Baseball is full of new stars. At 22 years old, Mike Trout has already established himself as the best player in the game. Yasiel Puig and Bryce Harper draw as much attention from everything they say and do off the field as they do from their spectacular plays on it. And while injuries have put the emerging stardom of pitchers such as Matt Harvey and Jose Fernandez on hold, Masahiro Tanaka, Garrett Richards and others have burst onto the scene.
Coming into the season, the one position that seemed to be safely led by its veteran stars was third base. Since Evan Longoria made his debut for the Tampa Bay Rays in 2008, he, Adrian Beltre, David Wright and Ryan Zimmerman have been a consistent presence atop the third-base leaderboards. Many of their contemporaries have since moved off the position, such as Miguel Cabrera, Jose Bautista, and Alex Gordon. Others have retired or are otherwise out of baseball, such as Chipper Jones, Scott Rolen and Alex Rodriguez. Potential new stars such as Chase Headley and Pablo Sandoval have enjoyed great seasons in the interim, but none have been able to sustain an elite level of play. So entering 2014, it seemed a given that Longoria, Beltre, Wright and Zimmerman would once again be the class of the position.

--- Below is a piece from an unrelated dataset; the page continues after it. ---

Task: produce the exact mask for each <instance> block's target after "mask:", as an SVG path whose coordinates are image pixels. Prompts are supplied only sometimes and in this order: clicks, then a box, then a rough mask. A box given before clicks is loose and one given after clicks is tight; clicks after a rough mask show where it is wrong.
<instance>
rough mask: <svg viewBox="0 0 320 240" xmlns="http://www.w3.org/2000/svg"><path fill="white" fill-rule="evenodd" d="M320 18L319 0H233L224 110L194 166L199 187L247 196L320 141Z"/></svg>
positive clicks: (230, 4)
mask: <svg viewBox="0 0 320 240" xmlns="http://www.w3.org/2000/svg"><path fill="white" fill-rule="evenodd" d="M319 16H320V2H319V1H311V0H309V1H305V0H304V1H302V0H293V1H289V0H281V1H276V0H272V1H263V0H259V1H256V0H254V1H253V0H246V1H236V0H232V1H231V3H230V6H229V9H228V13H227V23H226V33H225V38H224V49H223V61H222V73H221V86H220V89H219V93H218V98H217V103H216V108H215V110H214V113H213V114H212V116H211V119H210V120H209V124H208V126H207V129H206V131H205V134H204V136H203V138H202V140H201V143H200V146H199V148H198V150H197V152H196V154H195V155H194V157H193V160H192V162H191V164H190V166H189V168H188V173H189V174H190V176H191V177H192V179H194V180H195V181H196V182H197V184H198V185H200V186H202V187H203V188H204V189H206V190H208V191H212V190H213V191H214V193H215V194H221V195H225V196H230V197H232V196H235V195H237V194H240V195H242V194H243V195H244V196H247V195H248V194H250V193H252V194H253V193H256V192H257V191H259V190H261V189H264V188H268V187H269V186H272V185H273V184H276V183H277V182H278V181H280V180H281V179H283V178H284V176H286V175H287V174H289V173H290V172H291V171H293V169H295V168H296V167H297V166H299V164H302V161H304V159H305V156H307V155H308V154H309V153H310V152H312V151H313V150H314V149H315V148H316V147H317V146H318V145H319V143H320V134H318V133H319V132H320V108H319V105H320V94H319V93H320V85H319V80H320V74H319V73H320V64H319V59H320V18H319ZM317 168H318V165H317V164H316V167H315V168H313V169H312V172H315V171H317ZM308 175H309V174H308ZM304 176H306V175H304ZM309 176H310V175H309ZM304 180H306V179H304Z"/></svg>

Midway through the season, that has not been the case. Longoria is having the worst offensive season of his career. His .726 OPS is 116 points lower than his previous career low from 2013. In addition, this is his worst defensive season. He has cost the Rays four runs with his defense, according to defensive runs saved (DRS), which has him on pace for the first below-average defensive season of his career. Beltre continues to hit, but after saving 170 runs with his defense from 2003-2012, the most in baseball in that time, he has cost the Rangers four runs since the start of 2013. At 35 years old, Beltre may have begun to decline. Wright is fighting through a shoulder injury and is on pace for the fewest steals of his career and fewest home runs since 2009. Meanwhile, persistent shoulder injuries had the Nationals experimenting with Zimmerman in left field, which may eventually become his new position long-term.
All of a sudden, the third-base leaderboards are looking a lot different. None of the four mainstays at the position are in the top five in wins above replacement (WAR), a statistic that comprehensively measures a player's overall offensive and defensive value. Instead, the leaders include several established players who have reached a new level of success in 2014 and a couple of players who have moved to third from the middle infield.